如何在Python中检查文件是否存在并重命名它
我想找到一种更符合Python风格的方法来实现我现在的代码功能。我相信一定有更好的做法。我想要搜索到filename-10,如果这个文件存在,就创建一个叫做filename-11的文件。
如果你能帮忙,那就太好了。
编辑:2014年9月1日晚上9:46
import re
import os
f=open('/Users/jakerandall/Desktop/Data Collection Python/temp.cnc', 'r')
text = re.search(r"(?<!\d)\d{4,5}(?!\d)", f.read())
JobNumber = text.string[text.start():text.end()]

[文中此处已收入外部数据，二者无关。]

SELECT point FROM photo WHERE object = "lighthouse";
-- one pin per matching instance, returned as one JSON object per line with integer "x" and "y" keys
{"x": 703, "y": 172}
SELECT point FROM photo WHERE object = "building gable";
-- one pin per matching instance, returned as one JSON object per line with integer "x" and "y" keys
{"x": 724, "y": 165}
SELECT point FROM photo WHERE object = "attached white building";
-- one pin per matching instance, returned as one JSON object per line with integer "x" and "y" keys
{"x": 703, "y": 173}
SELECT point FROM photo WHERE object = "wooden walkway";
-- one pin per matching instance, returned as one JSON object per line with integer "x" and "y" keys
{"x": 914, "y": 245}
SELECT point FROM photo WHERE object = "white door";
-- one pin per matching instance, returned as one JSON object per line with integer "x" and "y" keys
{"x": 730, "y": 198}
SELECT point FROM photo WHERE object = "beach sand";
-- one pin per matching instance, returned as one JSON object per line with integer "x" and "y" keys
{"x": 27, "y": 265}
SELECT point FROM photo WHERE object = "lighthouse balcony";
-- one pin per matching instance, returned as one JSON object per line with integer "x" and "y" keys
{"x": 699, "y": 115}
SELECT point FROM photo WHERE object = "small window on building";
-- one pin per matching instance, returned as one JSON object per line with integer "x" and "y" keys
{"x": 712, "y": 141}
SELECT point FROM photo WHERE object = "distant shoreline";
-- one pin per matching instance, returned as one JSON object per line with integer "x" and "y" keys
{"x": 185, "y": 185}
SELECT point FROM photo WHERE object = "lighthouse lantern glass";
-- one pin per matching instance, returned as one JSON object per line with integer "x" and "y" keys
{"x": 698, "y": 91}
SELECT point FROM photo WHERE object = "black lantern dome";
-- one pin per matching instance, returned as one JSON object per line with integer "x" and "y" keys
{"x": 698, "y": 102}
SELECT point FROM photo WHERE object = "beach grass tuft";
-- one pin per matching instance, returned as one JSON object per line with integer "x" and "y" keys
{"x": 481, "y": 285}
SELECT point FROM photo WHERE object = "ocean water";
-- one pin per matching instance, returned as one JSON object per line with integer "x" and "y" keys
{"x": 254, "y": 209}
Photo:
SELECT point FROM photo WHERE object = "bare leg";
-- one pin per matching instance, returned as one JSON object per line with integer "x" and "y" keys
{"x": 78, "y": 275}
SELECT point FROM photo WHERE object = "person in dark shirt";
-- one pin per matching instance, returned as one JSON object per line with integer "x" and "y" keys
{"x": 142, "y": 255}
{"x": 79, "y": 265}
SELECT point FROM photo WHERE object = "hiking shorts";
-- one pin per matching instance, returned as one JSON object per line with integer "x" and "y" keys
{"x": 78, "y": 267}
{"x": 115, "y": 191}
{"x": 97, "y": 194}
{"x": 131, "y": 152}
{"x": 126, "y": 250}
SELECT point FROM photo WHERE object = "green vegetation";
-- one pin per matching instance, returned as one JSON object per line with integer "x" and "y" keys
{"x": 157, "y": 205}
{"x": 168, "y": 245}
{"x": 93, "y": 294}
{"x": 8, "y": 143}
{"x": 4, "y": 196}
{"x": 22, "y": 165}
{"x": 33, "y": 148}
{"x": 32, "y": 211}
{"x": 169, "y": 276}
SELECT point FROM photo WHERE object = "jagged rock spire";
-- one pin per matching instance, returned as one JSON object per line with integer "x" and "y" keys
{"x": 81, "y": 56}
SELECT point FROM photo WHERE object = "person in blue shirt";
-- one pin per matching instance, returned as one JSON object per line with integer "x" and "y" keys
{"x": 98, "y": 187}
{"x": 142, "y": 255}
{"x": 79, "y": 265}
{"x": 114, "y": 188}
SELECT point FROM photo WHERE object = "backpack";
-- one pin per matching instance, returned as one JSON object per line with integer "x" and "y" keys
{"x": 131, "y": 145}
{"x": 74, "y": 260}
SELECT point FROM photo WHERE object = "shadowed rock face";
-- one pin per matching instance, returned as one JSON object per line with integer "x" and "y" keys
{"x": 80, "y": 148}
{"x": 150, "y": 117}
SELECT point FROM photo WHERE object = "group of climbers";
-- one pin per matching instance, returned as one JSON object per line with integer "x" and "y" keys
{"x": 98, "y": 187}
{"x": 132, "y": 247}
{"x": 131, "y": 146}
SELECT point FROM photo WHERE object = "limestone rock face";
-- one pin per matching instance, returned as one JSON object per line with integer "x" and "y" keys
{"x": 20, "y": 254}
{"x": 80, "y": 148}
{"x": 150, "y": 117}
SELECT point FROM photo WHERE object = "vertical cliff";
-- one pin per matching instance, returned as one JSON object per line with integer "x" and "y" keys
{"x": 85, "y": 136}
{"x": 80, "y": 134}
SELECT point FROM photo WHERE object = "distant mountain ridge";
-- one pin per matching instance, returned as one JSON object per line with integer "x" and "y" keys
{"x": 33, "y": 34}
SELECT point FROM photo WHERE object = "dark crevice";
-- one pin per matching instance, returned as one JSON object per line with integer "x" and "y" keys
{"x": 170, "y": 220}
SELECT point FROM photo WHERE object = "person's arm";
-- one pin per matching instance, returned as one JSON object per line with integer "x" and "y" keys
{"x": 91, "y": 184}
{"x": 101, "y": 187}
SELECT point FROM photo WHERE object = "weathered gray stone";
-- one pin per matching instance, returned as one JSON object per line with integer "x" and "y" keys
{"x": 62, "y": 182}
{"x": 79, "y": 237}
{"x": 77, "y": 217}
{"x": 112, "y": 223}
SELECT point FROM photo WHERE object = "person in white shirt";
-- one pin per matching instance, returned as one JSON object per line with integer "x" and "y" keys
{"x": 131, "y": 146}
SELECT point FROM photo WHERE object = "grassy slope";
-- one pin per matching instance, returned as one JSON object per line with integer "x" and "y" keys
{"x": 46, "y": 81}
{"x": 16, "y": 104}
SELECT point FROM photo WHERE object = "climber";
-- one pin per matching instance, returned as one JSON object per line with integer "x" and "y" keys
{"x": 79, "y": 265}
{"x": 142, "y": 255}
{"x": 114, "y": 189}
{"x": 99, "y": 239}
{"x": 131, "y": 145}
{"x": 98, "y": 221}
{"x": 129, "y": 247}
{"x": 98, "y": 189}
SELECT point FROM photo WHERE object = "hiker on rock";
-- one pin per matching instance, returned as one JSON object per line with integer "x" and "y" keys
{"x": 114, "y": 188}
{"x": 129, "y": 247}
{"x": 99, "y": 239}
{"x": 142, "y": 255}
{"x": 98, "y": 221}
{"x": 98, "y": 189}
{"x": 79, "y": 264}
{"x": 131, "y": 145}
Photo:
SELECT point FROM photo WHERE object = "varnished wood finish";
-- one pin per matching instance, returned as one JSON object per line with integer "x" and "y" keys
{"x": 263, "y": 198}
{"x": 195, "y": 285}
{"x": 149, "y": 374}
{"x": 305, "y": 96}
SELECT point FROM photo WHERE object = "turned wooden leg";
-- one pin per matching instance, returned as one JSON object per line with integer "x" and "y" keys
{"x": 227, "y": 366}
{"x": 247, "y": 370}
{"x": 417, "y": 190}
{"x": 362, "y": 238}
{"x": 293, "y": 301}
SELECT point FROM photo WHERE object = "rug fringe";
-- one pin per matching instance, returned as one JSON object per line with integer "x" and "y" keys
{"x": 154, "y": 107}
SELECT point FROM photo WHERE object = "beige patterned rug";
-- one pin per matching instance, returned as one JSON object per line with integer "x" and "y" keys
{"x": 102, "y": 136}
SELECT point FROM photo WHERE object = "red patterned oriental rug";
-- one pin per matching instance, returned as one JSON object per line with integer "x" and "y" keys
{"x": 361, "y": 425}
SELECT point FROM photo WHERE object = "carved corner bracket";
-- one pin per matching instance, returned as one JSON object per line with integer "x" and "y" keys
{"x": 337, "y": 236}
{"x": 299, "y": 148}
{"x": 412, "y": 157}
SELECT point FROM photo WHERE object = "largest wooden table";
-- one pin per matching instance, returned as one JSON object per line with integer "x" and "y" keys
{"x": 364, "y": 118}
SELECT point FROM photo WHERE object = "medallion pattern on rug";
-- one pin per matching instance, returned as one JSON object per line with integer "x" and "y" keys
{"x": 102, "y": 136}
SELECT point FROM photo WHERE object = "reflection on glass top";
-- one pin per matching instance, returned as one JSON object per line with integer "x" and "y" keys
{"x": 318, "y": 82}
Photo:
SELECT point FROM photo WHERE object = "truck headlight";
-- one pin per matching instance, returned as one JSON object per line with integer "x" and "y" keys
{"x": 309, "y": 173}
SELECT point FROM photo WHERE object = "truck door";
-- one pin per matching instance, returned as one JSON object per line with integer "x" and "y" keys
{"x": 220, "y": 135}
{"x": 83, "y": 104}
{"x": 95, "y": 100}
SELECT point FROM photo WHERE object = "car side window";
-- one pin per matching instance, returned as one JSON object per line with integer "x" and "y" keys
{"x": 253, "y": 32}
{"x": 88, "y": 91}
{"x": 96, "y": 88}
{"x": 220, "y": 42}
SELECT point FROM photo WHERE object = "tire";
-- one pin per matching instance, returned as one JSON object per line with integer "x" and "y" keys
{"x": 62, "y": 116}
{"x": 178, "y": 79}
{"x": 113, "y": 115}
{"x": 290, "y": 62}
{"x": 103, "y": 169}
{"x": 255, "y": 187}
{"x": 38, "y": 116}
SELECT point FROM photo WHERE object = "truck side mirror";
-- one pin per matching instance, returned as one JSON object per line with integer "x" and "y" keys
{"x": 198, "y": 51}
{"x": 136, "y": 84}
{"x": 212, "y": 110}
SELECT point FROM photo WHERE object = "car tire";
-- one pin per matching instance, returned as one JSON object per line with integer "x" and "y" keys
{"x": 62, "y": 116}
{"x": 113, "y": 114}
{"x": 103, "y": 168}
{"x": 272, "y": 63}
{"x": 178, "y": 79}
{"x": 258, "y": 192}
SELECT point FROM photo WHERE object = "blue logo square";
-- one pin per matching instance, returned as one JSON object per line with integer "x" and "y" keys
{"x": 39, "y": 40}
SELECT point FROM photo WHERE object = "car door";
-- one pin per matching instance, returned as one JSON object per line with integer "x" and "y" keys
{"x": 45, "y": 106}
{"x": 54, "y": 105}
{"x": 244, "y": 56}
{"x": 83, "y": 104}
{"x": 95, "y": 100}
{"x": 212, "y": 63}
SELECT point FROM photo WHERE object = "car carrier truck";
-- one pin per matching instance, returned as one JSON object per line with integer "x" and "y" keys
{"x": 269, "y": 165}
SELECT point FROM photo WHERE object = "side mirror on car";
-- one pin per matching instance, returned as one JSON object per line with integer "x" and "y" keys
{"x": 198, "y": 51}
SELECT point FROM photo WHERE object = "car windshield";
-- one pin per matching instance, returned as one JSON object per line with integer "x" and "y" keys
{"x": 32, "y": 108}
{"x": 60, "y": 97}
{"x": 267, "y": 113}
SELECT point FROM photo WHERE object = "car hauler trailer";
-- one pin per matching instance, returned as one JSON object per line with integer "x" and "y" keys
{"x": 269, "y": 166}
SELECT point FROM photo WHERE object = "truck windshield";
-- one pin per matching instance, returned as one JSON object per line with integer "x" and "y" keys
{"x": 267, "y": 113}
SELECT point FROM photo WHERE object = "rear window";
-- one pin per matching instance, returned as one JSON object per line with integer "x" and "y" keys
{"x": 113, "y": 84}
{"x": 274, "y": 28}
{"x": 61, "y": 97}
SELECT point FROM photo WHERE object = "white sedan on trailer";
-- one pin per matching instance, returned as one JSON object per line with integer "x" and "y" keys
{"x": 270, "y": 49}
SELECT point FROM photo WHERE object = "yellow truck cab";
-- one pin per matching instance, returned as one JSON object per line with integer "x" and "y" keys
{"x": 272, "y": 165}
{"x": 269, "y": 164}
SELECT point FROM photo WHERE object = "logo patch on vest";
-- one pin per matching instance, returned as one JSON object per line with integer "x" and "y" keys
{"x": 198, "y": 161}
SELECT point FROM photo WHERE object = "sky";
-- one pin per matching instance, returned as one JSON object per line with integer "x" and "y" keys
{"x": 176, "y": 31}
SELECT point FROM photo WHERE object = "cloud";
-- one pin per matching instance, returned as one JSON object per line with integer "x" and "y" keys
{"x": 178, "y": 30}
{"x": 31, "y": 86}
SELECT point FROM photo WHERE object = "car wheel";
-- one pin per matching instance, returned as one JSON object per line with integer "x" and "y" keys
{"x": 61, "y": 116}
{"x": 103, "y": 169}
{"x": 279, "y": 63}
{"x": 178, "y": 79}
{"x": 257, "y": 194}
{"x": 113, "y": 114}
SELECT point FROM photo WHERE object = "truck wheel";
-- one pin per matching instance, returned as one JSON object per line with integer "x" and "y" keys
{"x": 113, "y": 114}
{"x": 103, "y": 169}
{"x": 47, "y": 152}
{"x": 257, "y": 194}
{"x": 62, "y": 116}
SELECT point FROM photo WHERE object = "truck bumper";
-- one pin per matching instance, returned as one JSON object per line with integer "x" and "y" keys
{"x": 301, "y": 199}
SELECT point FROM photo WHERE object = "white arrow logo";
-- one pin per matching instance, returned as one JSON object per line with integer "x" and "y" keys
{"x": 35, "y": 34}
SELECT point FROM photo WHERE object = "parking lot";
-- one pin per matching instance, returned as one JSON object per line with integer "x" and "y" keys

if os.path.isfile("/Users/jakerandall/Desktop/Data Collection Python/%s-10.cnc" % JobNumber):
f=open("/Users/jakerandall/Desktop/Data Collection Python/%s-11.cnc" % JobNumber, 'w+b')
f.close()
print '1'
elif os.path.isfile("/Users/jakerandall/Desktop/Data Collection Python/%s-9.cnc" % JobNumber):
f=open('/Users/jakerandall/Desktop/Data Collection Python/%s-10.cnc' % JobNumber, 'w+b')
f.close()
print '2'
elif os.path.isfile("/Users/jakerandall/Desktop/Data Collection Python/%s-8.cnc" % JobNumber):
f=open('/Users/jakerandall/Desktop/Data Collection Python/%s-9.cnc' % JobNumber, 'w+b')
f.close()
print '3'
elif os.path.isfile("/Users/jakerandall/Desktop/Data Collection Python/%s-7.cnc" % JobNumber):
f=open('/Users/jakerandall/Desktop/Data Collection Python/%s-8.cnc' % JobNumber, 'w+b')
f.close()
print '4'
elif os.path.isfile("/Users/jakerandall/Desktop/Data Collection Python/%s-6.cnc" % JobNumber):
f=open('/Users/jakerandall/Desktop/Data Collection Python/%s-7.cnc' % JobNumber, 'w+b')
f.close()
print '5'
elif os.path.isfile("/Users/jakerandall/Desktop/Data Collection Python/%s-5.cnc" % JobNumber):
f=open('/Users/jakerandall/Desktop/Data Collection Python/%s-6.cnc' % JobNumber, 'w+b')
f.close()
print '6'
elif os.path.isfile("/Users/jakerandall/Desktop/Data Collection Python/%s-4.cnc" % JobNumber):
f=open('/Users/jakerandall/Desktop/Data Collection Python/%s-5.cnc' % JobNumber, 'w+b')
f.close()
print '7'
elif os.path.isfile("/Users/jakerandall/Desktop/Data Collection Python/%s-3.cnc" % JobNumber):
f=open('/Users/jakerandall/Desktop/Data Collection Python/%s-4.cnc' % JobNumber, 'w+b')
f.close()
print '8'
elif os.path.isfile("/Users/jakerandall/Desktop/Data Collection Python/%s-2.cnc" % JobNumber):
f=open('/Users/jakerandall/Desktop/Data Collection Python/%s-3.cnc' % JobNumber, 'w+b')
f.close()
print '9'
elif os.path.isfile("/Users/jakerandall/Desktop/Data Collection Python/%s-1.cnc" % JobNumber):
f=open('/Users/jakerandall/Desktop/Data Collection Python/%s-2.cnc' % JobNumber, 'w+b')
f.close()
print '10'
elif os.path.isfile("/Users/jakerandall/Desktop/Data Collection Python/%s.cnc" % JobNumber):
f=open('/Users/jakerandall/Desktop/Data Collection Python/%s-1.cnc' % JobNumber, 'w+b')
f.close()
print '11'
else:
f=open('/Users/jakerandall/Desktop/Data Collection Python/%s.cnc' % JobNumber, 'w+b')
f.close()
print '12'
f.close()
2 个回答
0
我其实写过类似的东西!不过我现在是凭记忆在说。这种方式作为一个独立的模块很有用,因为以这种方式备份文件是相当常见的。
# /backup_dash_one.py
import os, glob, re
def backup(full_path, num_backups=None):
"""Usage: backup('example/pathname.ext', [num_backups])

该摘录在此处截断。